Don’t Spit It Out

By Christy Lenahan: Macaroni Kid Health Hack Contributor April 4, 2019

It is that time of year, Spring, yes; but it is also the time of year when we are all on some sort of

medication. Spring/Summer colds, the extended flu season, allergies, sinusitis, ear infections, etc; they

are plentiful right now. Fortunately, there are medications to help us and our children through these

ailments when needed, but they don’t always agree with our little ones. I am sure you have uttered the

words, “Don’t spit it out,” on more than one occasion when giving your kids medications that they

genuinely need. And, on more than one occasion, one of you ends up wearing the medication because

your little one did the exact opposite of what you asked.

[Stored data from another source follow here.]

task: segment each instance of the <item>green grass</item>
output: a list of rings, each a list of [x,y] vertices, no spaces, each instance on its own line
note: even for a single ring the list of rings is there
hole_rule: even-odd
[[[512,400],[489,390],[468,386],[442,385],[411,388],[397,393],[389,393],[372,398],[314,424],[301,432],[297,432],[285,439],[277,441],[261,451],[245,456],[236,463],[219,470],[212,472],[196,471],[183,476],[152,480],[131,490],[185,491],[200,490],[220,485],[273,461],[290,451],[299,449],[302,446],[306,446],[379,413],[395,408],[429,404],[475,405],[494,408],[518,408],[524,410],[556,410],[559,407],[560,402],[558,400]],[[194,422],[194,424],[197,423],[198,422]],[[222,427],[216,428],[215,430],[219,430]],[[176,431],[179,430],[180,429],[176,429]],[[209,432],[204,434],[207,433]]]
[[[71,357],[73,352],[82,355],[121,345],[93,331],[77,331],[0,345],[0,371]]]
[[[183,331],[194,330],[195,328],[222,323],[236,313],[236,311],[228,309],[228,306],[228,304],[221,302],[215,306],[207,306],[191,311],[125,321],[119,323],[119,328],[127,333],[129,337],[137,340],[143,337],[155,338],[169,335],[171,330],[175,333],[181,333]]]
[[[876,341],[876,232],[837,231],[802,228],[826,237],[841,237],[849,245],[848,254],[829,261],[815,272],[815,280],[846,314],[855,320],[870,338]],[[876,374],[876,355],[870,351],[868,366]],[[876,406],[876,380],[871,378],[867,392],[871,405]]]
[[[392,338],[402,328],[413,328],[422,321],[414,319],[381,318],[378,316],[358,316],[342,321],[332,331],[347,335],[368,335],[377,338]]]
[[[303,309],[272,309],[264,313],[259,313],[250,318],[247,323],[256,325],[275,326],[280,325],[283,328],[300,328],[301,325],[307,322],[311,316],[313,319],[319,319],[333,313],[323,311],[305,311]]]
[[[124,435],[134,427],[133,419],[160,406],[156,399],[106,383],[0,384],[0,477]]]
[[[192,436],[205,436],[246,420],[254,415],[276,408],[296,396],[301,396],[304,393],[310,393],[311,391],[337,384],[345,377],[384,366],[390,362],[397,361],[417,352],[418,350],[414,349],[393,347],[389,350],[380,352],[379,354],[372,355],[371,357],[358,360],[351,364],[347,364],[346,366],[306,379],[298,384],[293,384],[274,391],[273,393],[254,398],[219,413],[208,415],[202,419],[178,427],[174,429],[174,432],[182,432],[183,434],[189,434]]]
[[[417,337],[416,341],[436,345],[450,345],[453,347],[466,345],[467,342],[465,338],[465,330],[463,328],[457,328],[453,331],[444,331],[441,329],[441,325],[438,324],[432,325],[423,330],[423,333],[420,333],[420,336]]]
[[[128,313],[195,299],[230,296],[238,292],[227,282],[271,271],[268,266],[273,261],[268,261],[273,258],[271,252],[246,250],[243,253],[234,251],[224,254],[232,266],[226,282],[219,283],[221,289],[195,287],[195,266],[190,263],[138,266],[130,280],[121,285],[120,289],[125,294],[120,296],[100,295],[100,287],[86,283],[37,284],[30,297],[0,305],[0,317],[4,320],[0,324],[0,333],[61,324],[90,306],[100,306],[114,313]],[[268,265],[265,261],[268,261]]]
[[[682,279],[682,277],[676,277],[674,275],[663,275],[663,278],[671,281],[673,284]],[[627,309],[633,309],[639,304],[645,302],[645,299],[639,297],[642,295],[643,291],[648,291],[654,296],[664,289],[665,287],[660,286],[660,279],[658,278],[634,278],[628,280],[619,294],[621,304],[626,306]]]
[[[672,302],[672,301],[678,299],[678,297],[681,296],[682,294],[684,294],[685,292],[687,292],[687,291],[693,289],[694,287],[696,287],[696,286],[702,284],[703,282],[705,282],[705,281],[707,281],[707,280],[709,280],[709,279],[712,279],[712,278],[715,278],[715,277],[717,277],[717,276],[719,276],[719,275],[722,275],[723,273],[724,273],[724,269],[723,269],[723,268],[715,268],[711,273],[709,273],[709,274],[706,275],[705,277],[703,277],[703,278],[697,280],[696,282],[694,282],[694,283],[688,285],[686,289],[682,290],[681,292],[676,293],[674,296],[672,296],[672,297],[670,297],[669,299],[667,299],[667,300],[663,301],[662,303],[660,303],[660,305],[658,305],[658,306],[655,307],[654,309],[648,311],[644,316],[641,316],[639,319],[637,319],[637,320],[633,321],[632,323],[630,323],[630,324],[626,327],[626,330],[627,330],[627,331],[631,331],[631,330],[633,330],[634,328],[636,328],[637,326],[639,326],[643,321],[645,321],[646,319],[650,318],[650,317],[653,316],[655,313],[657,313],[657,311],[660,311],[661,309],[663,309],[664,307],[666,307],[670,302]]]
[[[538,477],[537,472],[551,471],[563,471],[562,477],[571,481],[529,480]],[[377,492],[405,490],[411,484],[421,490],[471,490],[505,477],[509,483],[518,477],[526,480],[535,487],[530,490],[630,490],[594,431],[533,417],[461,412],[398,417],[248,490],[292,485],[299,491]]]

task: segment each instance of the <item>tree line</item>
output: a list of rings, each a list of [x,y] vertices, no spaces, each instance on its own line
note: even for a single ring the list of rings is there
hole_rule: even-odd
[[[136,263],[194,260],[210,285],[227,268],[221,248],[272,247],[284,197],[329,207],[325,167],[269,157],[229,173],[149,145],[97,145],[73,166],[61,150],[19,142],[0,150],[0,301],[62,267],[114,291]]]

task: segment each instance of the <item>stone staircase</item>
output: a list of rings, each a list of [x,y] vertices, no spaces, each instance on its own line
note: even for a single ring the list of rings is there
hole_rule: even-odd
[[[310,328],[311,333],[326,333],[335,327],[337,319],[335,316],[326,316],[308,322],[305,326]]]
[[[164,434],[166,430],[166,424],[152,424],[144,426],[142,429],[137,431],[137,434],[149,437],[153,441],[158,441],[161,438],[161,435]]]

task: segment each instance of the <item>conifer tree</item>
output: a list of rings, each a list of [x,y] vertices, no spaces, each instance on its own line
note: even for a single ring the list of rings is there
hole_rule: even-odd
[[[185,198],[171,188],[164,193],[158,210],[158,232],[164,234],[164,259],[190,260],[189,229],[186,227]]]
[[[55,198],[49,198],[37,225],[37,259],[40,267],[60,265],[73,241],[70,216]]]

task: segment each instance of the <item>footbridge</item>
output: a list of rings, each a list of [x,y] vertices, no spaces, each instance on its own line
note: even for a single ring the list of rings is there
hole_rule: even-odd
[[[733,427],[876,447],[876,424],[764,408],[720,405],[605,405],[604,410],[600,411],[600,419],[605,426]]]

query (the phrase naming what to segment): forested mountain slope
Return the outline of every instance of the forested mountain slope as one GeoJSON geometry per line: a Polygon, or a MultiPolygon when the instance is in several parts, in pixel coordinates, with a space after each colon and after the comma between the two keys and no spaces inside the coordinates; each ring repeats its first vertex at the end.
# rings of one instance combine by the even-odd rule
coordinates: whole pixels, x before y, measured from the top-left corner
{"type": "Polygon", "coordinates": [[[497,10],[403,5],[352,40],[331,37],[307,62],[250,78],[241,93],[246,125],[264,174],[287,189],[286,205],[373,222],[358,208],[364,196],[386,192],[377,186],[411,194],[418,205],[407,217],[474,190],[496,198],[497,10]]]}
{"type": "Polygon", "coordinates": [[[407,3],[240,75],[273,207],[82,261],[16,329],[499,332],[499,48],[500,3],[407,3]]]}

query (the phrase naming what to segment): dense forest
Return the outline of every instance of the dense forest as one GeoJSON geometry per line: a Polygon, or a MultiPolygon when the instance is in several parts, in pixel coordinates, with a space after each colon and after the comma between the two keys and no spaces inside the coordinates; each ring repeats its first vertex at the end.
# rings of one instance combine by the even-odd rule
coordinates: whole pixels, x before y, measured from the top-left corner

There are a few tricks to avoid this mishap. First and foremost, always explain to children who

can understand why you are giving them the medicine and that it may not taste so great. Many kids just

need reassurance as to why you are adding something new and “not so great” to their routine. If they

know it will help them, they tend to go a little easier on you when that first taste of bitter hits their

tongue. If taste is a huge issue, there are ways to disguise the taste. Typically, pharmacists use flavoring

in many of the medications prepared for children, but some may not – so always inquire about adding

flavoring to the medication. For children greater than 1 year of age, you can mix the medication with

chocolate syrup or honey…just remember that honey should never be given to anyone under 1 year of

age as it can cause botulism! You might want to also consider using Cool Whip to disguise the

taste…who could resist such a treat? Regardless of how you disguise the taste, make sure it is only

mixed with a small amount so you can ensure your child receives the whole dose of medicine!

Another trick, especially with smaller children and babies, is to use a syringe and squirt it into

the cheek. By doing this, the medicine bypasses a majority of the taste buds. An added benefit to using

this method is that dosing with syringes is a lot more accurate than dosing with medicine cups, so it may

even be worth your while to continue using a syringe with older children as well. If you do not have a

syringe, ask your pharmacist and he or she can provide you with one! If you are using the syringe

method, make sure the child is in an upright position and that you only squirt smaller amounts into the

cheek, so that he or she doesn’t gag.